= Members of the South Australian Legislative Council, 1915–1918 =

This is a list of members of the South Australian Legislative Council from 1915 to 1918.

| Name | District | Party | Term expiry | Time in office |
|---|---|---|---|---|
| Arthur Richman Addison ^{[1]} | Northern | Liberal | 1918 | 1910–1915 |
| John George Bice | Northern | Liberal | 1921 | 1894–1923 |
| Joseph Botterill ^{[2]} | Southern | Liberal | 1921 | 1915–1920 |
| John Carr | Central No. 1 | Labor | 1921 | 1915–1929 |
| John Herbert Cooke | Central No. 2 | Liberal | 1921 | 1915–1933 |
| John Cowan | Southern | Liberal | 1918 | 1910–1944 |
| Sir John Downer ^{[2]} | Southern | Liberal | 1921 | 1905–1915 |
| David Gordon | Midland | Liberal | 1918 | 1913–1944 |
| Walter Hannaford | Midland | Liberal | 1921 | 1912–1941 |
| William Humphrey Harvey ^{[3]} | Central No. 2 | Labor/National ^{[5]} | 1918 | 1915–1935 |
| James Howe | Northern | Liberal | 1918 | 1897–1918 |
| James Jelley | Central No. 1 | Labor | 1921 | 1912–1933 |
| Ern Klauer ^{[3]} | Central No. 2 | Labor | 1918 | 1910–1915 |
| John Lewis | Northern | Liberal | 1921 | 1898–1923 |
| Edward Lucas ^{[7]} | Midland | Liberal | 1921 | 1900–1918 |
| William Morrow ^{[1]} | Northern | Liberal | 1918 | 1915–1934 |
| Thomas Pascoe | Midland | Liberal | 1918 | 1900–1933 |
| Sir Lancelot Stirling | Southern | Liberal | 1918 | 1891–1932 |
| Alfred William Styles | Central No. 2 | Labor/National ^{[5]} | 1918 | 1910–1918 |
| John Vaughan | Central No. 1 | Labor/National ^{[5]} | 1918 | 1912–1918 |
| Alfred von Doussa | Southern | Liberal | 1921 | 1901–1921 |
| Frederick Samuel Wallis | Central No. 2 | Labor | 1921 | 1907–1921 |
| James Phillips Wilson | Central No. 1 | Labor/Independent/National ^{[4]} ^{[5]} | 1918 | 1906–1918 |

 Liberal MLC Arthur Richman Addison died on 29 July 1915. William Morrow was elected unopposed to the vacancy on 16 August.

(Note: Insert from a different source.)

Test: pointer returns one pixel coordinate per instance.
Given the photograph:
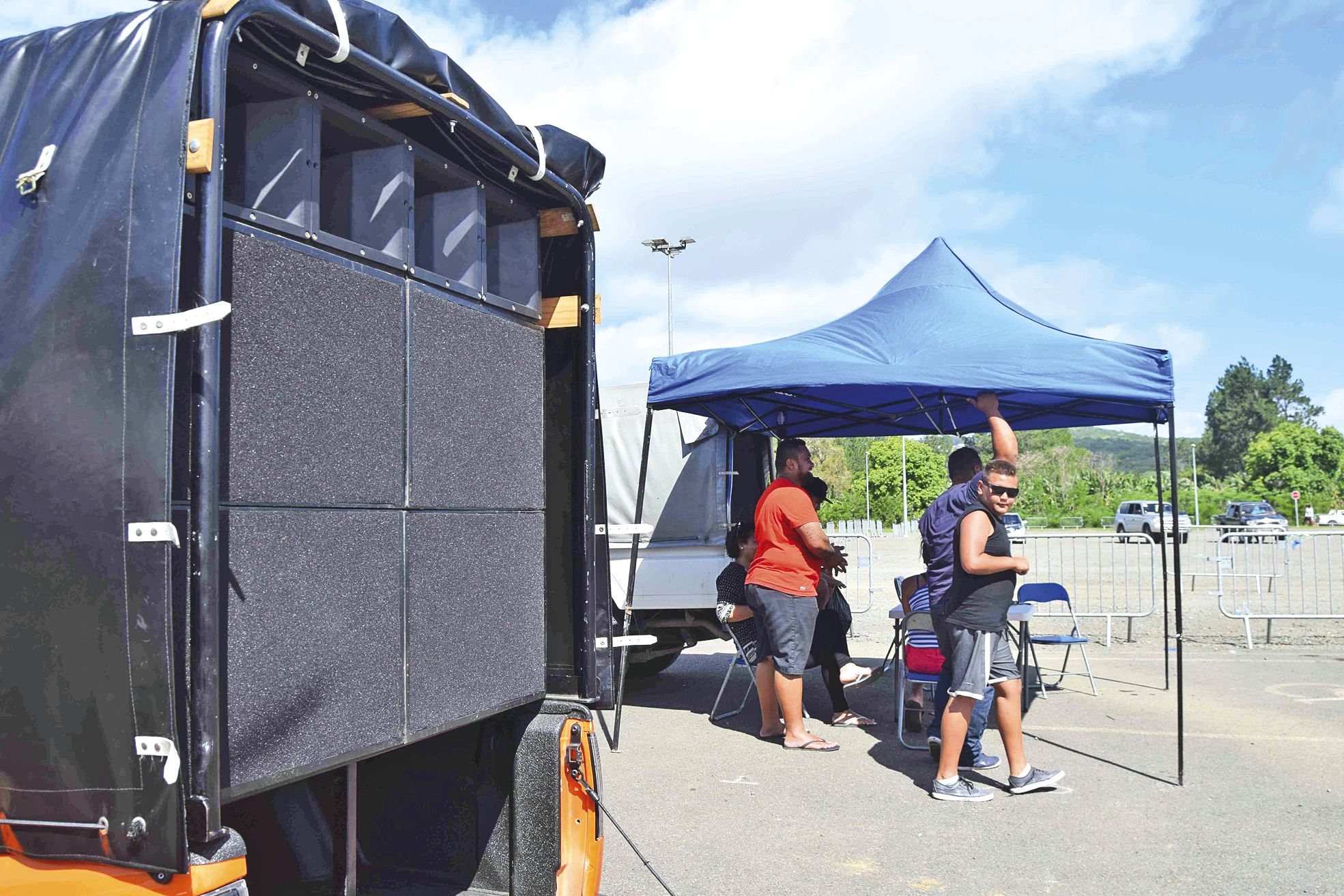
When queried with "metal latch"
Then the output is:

 Liberal MLC Sir John Downer died on 2 August 1915. Joseph Botterill was elected unopposed to the vacancy on 16 August.
 Labor MLC Ern Klauer died on 6 August 1915. William Humphrey Harvey was elected unopposed to the vacancy on 20 August.
 James Phillips Wilson was expelled from the Labor Party in September 1915 over a dispute about his committee memberships. He sat thereafter as an independent, but would later join the National Party after the 1917 Labor split.

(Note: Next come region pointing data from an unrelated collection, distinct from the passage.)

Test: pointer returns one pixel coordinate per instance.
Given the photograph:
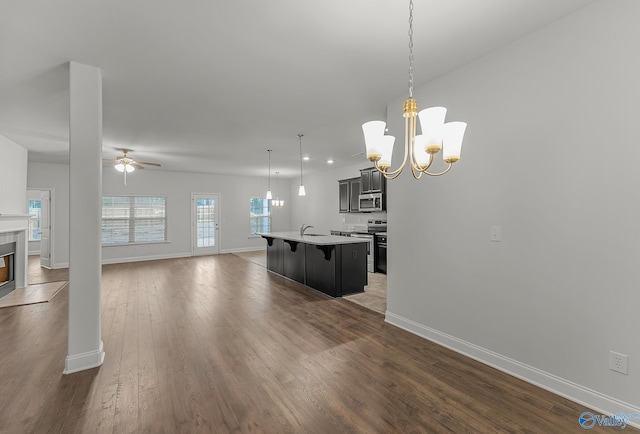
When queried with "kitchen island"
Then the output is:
(331, 264)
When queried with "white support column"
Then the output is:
(85, 195)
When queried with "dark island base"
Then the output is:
(336, 269)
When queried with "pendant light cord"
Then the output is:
(300, 140)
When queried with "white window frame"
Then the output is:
(132, 220)
(254, 228)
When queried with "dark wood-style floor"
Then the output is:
(218, 344)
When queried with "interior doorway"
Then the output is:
(205, 215)
(40, 237)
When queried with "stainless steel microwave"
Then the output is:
(371, 202)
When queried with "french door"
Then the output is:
(205, 212)
(45, 229)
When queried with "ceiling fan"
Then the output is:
(125, 164)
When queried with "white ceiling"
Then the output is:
(210, 85)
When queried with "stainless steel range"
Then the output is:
(367, 232)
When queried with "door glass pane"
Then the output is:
(205, 222)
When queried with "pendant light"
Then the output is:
(301, 191)
(269, 196)
(419, 149)
(277, 203)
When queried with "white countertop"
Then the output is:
(319, 239)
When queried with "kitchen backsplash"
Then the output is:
(351, 219)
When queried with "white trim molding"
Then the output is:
(83, 361)
(560, 386)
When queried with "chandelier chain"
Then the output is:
(410, 48)
(269, 174)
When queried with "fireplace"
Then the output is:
(7, 266)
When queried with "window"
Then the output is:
(260, 215)
(35, 211)
(133, 219)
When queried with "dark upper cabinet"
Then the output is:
(343, 188)
(372, 181)
(349, 190)
(354, 192)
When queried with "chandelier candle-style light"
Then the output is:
(269, 196)
(301, 191)
(420, 149)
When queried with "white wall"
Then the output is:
(551, 156)
(235, 193)
(13, 177)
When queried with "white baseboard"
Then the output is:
(84, 361)
(592, 399)
(244, 249)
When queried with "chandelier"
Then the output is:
(419, 149)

 In the February 1917 Labor split, the official Labor Party expelled Premier Crawford Vaughan and his supporters, including three of their MLCs, William Humphrey Harvey, Alfred William Styles and John Vaughan, over their support for conscription in World War I. The expelled MPs formed the National Labor Party in March, and were joined by ex-Labor independent Wilson; the party was renamed the National Party in June.
 The United Labor Party changed their name to the Labor Party in 1917.
 Liberal MLC Edward Lucas resigned on 1 February 1918 upon his appointment as Agent-General for South Australia. A by-election was not held due to the proximity of the 1918 election, at which Lucas' seat, expiring in 1921, was filled concurrently with the other class of seats.